Piper and Hudson are elbow deep in a tub of water, splashing about happily as they investigate cause and effect in a moment of playful learning. Science begins with curiosity, which leads to discovery and exploration. Learning science through play in the early years is just plain fun!

“Can you add soap to our water today?” asks Anna Maria. 

 “Yes! Can we? Please?” pleads Hudson.

Water play is always a winner. But when we add bubbles to the mix, we enter a new level of STEM investigation. A quick squirt of dishwashing detergent (such as Dawn or Joy) will produce hundreds of satisfying bubbles in a small tub or water table.

Keep a variety of containers and tools on hand to add to the learning and fun. Cups and bowls and spoons can be used to scoop, pour and splash—actions that enable children to experiment with scientific concepts such as gravity and force.

Funnels, sieves, measuring cups and turkey basters can be used to investigate the movement of the water and bubbles. This activity introduces children to the physics of flow and motion, along with measurement and chemistry as they mix solutions.

I watch as the children make waves and wash rocks, dolls and plastic animals. The play is calm and the water slows down even the most active of children.

Meanwhile, Thomas’s curiosity is taking the scientific investigation up a notch.

“When we wiggled our hands and there was just water, we made a few bubbles,” he observes. “But when we added the soap, we got a whole lot of bubbles! How does that blue soap make so many bubbles?”

“A bubble is made up of water and air,” I explain. “You can form bubbles in any water, but they break pretty quickly. The bubbles last longer when the water is mixed with soap because the soap acts as a kind of glue. We call that a ‘bonding agent‘ and it helps keep the air in the bubble longer.”

“You mean the soap is like a SECRET AGENT that captures the air and keeps it inside the bubble?” asks six-year-old Michela, our leader in the dramatic play of crime and mysteries.

Wow, sure! That will definitely work as an explanation. I never expected the children to remember the term “bonding agent,” but introducing new vocabulary is part of the fun of learning. Michela just made it easier for all of us to understand what makes a bubble! 

A morning spent playing with soap bubbles offers a wealth of opportunities to document your science standards, which you can later share with parents to show them how bubble play leads to some serious STEM learning.

Here are just a few examples of the ways that our “Secret Agent of Bubbles” (aka dish soap) can be used to fuel STEM learning:

  • Playing with bubbles allows children to make predictions and test their predictions quickly.
  • Popping bubbles is a great example of cause and effect. 
  • Children can predict whether an object will sink toward the bottom of the tub or float on the top. This fun activity enables children to learn about scientific concepts such as density and buoyancy. 

When children are playing with bubbles, they are observing and comparing, forming hypotheses, testing their hypotheses and arriving at conclusions—all on their own. This is the scientific method!

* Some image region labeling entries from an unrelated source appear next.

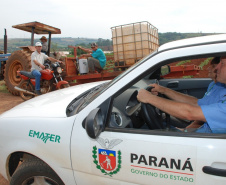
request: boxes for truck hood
[0,81,106,118]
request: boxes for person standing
[31,42,62,95]
[78,43,106,73]
[40,36,48,54]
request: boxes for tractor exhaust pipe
[14,86,37,96]
[4,29,7,54]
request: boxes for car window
[108,57,226,134]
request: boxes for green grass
[0,80,9,93]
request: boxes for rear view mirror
[85,108,103,139]
[161,65,170,76]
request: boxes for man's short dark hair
[210,57,221,65]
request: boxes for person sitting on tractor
[31,42,62,95]
[78,43,106,73]
[40,36,48,54]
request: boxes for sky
[0,0,226,39]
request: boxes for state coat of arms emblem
[92,137,122,177]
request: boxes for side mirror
[85,108,103,139]
[161,65,170,76]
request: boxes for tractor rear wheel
[4,50,31,95]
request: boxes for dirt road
[0,92,23,185]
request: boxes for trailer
[1,22,202,95]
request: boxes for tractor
[2,22,61,95]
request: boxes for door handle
[167,81,179,88]
[202,166,226,177]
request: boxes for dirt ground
[0,88,23,185]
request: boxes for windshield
[69,51,157,113]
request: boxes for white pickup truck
[0,34,226,185]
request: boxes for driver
[137,57,226,133]
[31,42,62,95]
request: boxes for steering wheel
[141,86,165,130]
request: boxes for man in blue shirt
[137,57,226,133]
[78,43,106,73]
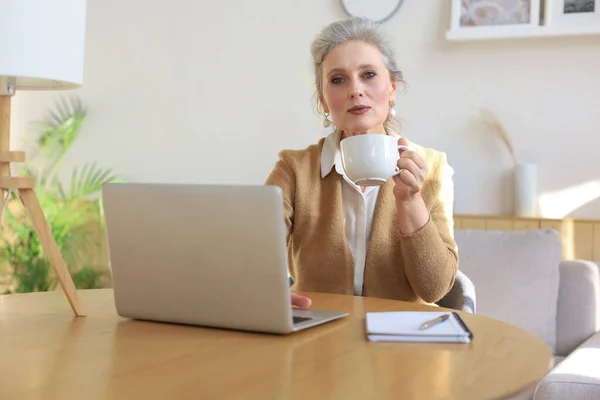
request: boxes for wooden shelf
[446,25,600,42]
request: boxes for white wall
[13,0,600,218]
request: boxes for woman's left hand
[394,138,428,201]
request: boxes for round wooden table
[0,289,552,400]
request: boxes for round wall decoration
[341,0,404,22]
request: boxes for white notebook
[365,311,473,343]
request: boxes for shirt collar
[321,130,400,178]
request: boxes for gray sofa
[455,230,600,400]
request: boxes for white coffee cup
[340,134,408,186]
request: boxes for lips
[348,105,371,115]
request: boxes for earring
[390,101,396,118]
[323,113,331,128]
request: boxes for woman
[266,18,458,307]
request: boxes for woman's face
[321,41,398,136]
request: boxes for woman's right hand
[291,292,312,308]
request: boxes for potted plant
[0,98,117,293]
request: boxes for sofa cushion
[534,332,600,400]
[455,230,562,351]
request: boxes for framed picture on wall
[544,0,600,28]
[450,0,543,30]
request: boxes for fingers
[398,138,408,147]
[397,157,426,189]
[400,150,427,172]
[291,292,312,308]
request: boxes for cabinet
[454,214,600,262]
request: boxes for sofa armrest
[556,260,600,357]
[534,332,600,400]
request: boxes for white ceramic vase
[514,164,538,217]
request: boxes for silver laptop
[102,183,347,334]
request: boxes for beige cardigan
[266,138,458,303]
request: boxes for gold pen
[419,314,450,330]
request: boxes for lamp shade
[0,0,86,90]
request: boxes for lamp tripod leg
[18,188,85,317]
[0,189,10,224]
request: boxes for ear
[319,95,329,114]
[390,82,398,101]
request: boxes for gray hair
[310,17,404,130]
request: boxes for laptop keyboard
[292,317,312,324]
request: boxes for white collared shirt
[321,131,392,296]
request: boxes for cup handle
[394,144,408,176]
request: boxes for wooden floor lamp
[0,0,86,316]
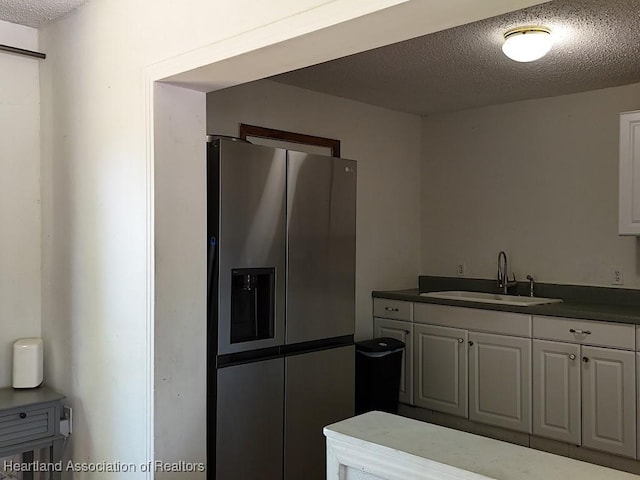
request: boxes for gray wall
[207,80,420,338]
[421,84,640,288]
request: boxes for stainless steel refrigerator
[207,136,357,480]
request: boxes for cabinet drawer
[415,303,531,337]
[0,407,56,447]
[533,315,636,350]
[373,298,413,321]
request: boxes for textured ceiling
[0,0,87,28]
[271,0,640,115]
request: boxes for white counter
[324,412,640,480]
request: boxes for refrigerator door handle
[207,237,218,314]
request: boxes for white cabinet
[618,111,640,235]
[469,332,531,433]
[373,318,414,405]
[533,339,582,445]
[582,346,636,458]
[533,316,637,457]
[413,325,469,417]
[414,304,531,433]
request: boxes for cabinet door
[533,340,581,445]
[469,332,531,433]
[582,346,636,457]
[373,318,413,405]
[618,111,640,235]
[413,325,468,417]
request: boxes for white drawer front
[414,303,531,337]
[373,298,413,321]
[533,315,636,350]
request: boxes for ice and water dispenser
[231,268,276,343]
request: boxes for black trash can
[356,337,404,415]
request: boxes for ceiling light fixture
[502,27,551,62]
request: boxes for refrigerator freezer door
[286,151,357,344]
[215,358,284,480]
[215,141,286,355]
[284,345,355,480]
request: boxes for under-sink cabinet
[533,316,636,458]
[373,298,414,405]
[374,298,640,459]
[413,324,469,417]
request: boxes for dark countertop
[372,287,640,325]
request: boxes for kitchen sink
[420,290,562,307]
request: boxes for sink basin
[420,290,562,307]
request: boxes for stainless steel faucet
[527,275,535,297]
[498,251,518,295]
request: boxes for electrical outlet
[611,267,624,285]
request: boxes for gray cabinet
[373,318,413,405]
[618,110,640,235]
[414,304,531,433]
[533,340,582,445]
[533,316,637,458]
[0,386,65,479]
[581,346,636,458]
[469,332,531,433]
[413,325,469,417]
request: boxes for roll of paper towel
[13,337,42,388]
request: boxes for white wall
[422,84,640,288]
[154,83,207,480]
[0,21,40,387]
[207,80,420,338]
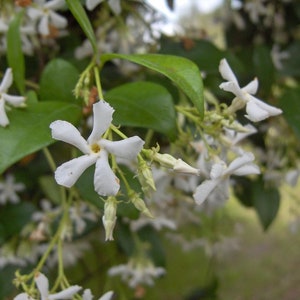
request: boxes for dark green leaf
[105,82,176,139]
[39,59,79,102]
[66,0,98,54]
[101,54,204,116]
[279,86,300,137]
[6,10,25,94]
[253,180,280,230]
[0,101,81,173]
[253,45,275,94]
[0,202,35,238]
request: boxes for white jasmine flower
[219,59,282,122]
[0,68,25,127]
[193,152,260,204]
[27,0,68,36]
[50,100,144,196]
[0,174,25,204]
[14,273,81,300]
[86,0,122,15]
[108,258,166,288]
[82,289,114,300]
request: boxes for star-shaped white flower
[193,152,260,205]
[50,100,144,196]
[219,58,282,122]
[27,0,68,36]
[14,273,81,300]
[0,68,25,127]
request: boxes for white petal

“We don’t have to see it as a choice between play or academics,” says Alissa Mwenelupembe, senior director for early learning program accreditation at the National Association for the Education of Young Children (NAEYC). “Play should be academics for preschoolers.”

Science can be enjoyable and spontaneous when we intentionally set the stage for learning. Take advantage of water play on these hot summer days and you’ll be checking off your early learning standards in no time!

18 Replies to “The Secret Agent of Bubbles”

  1. We play with bubbles outside alot. We let the wind if possible blow the bubbles, we have put soap in puddles and splashed making bubbles and we watch them float in the air.

  2. Playing with bubbles is always fun! I’ve added plastic toys and scrubbers. The children have fun and don’t realize they are cleaning the toys.

  3. This is a great example of an activity that examine water and air as they work in tandem to create bubbles.